According to financial results released today the UTV group made pre-tax profits of £18.1m during 2009, down 12.6% from 2008, and revenue across the group was £112.1m, down 6.3% from 2008.
Revenue at GB Radio, the largest division of UTV and owner of 13 local stations as well as TalkSport, was £43.2m, down 4.6% from £45.3m in 2008. On a like-for-like basis, ad revenue from the GB radio division was down 8%.
Operating profit before exceptional costs at GB Radio was down 11.5% year on year to £9.4m during 2009.
UTV said GB Radio and Television revenue have turned positive in the first four months of 2010 and the rate of decline in Irish Radio has slowed. It forecasts revenue across GB Radio to be up 6% on a like-for-like basis in the first few months of 2010.

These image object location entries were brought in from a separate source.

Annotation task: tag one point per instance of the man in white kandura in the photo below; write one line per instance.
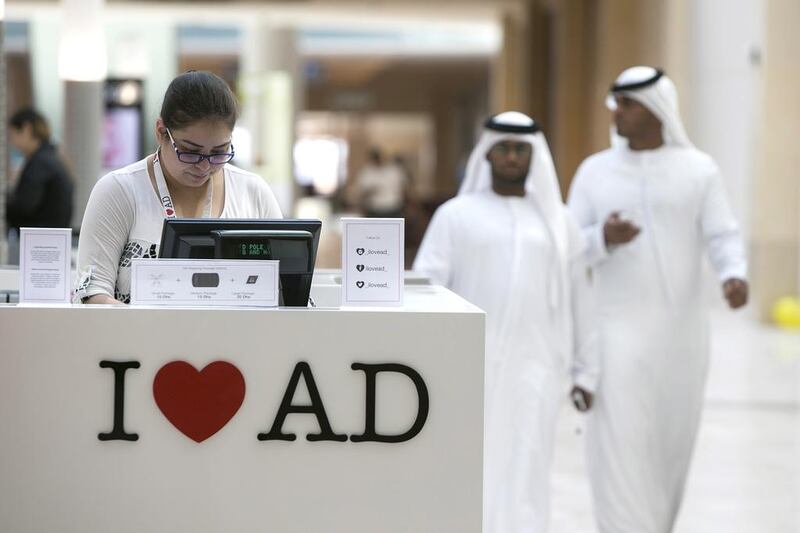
(507, 244)
(651, 207)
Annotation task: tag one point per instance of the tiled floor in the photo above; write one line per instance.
(746, 472)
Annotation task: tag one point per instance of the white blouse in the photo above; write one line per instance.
(124, 217)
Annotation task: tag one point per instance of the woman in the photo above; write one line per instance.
(187, 177)
(43, 194)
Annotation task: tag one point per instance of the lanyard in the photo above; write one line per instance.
(166, 199)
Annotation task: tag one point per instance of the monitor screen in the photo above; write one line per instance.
(292, 242)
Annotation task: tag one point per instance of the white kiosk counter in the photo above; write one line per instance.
(133, 419)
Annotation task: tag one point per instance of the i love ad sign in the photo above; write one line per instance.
(215, 420)
(200, 403)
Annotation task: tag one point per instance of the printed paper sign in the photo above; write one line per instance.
(188, 282)
(372, 261)
(44, 265)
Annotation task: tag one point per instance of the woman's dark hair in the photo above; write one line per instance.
(196, 96)
(39, 126)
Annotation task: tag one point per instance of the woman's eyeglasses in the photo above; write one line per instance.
(194, 158)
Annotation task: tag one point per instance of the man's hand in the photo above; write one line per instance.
(735, 291)
(581, 399)
(619, 231)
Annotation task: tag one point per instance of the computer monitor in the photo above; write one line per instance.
(293, 242)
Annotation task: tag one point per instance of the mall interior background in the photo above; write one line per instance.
(322, 81)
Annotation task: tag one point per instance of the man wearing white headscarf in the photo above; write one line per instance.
(652, 207)
(507, 244)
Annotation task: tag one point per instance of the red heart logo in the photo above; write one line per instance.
(198, 403)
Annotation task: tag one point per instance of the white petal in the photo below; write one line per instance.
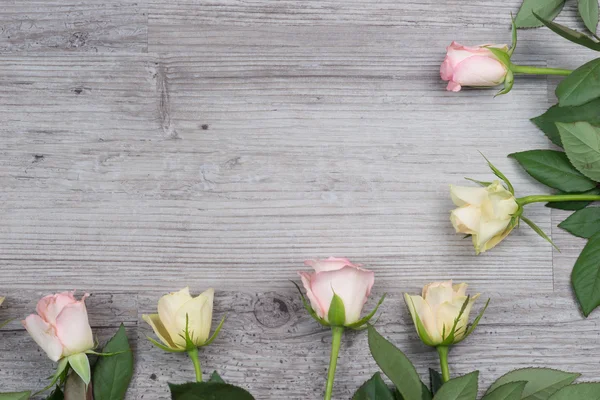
(464, 195)
(168, 305)
(44, 335)
(199, 311)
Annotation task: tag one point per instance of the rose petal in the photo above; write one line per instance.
(73, 329)
(44, 336)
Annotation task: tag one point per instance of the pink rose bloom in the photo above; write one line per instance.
(472, 66)
(61, 326)
(351, 283)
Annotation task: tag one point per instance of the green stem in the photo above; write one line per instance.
(525, 69)
(336, 341)
(443, 353)
(196, 361)
(557, 197)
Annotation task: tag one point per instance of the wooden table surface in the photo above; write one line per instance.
(148, 145)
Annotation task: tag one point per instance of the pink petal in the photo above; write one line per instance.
(73, 328)
(50, 306)
(44, 335)
(353, 285)
(321, 310)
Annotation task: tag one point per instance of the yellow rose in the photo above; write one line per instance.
(485, 213)
(438, 314)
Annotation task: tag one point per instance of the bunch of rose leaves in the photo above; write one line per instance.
(526, 383)
(574, 126)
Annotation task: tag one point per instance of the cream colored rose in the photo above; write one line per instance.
(485, 213)
(174, 309)
(436, 311)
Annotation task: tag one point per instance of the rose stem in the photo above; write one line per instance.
(525, 69)
(336, 341)
(193, 353)
(443, 353)
(557, 197)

TalkSport has official broadcast rights for the 2010 World Cup and recently secured two out of seven broadcast packages for the Premier League from next season. UTV said the station is "gaining advertising and sponsorship traction" and is expected to see revenue growth of 16% in the first four months of 2010.
Revenue decline at GB Radio's local stations has slowed and is expected to be down 3% in the first four months of 2010.
UTV said Sport magazine, which is part of the GB Radio division and was bought by UTV in May 2009, saw its revenue double in the first four months of 2010 and UTV said the publication is achieving profit targets.
John McCann, group chief executive at UTV Media, said: "The current, prolonged downturn is unprecedented. Despite that, I believe today's results demonstrate the robustness of UTV Media."
UTV said turnover in its TV division was £32.5m, down by 14.5% from 2008, with the Dublin marketplace particularly challenging and TV ad revenue down 33% in the Republic of Ireland.
The company achieved cost savings of over £6.0m in 2009 and reduced debt by 18% (£19.1m) during the year.
McCann said: "I am particularly pleased that throughout the difficulties we have been able to significantly improve our capital position.
"The reduction in net debt by 18% and cost savings ahead of target, mean that the company is in a strong position to tackle the new financial year.
"I am acutely aware that any recovery is very fragile, but I am pleased that we have seen some improvements in the advertising market so far this year."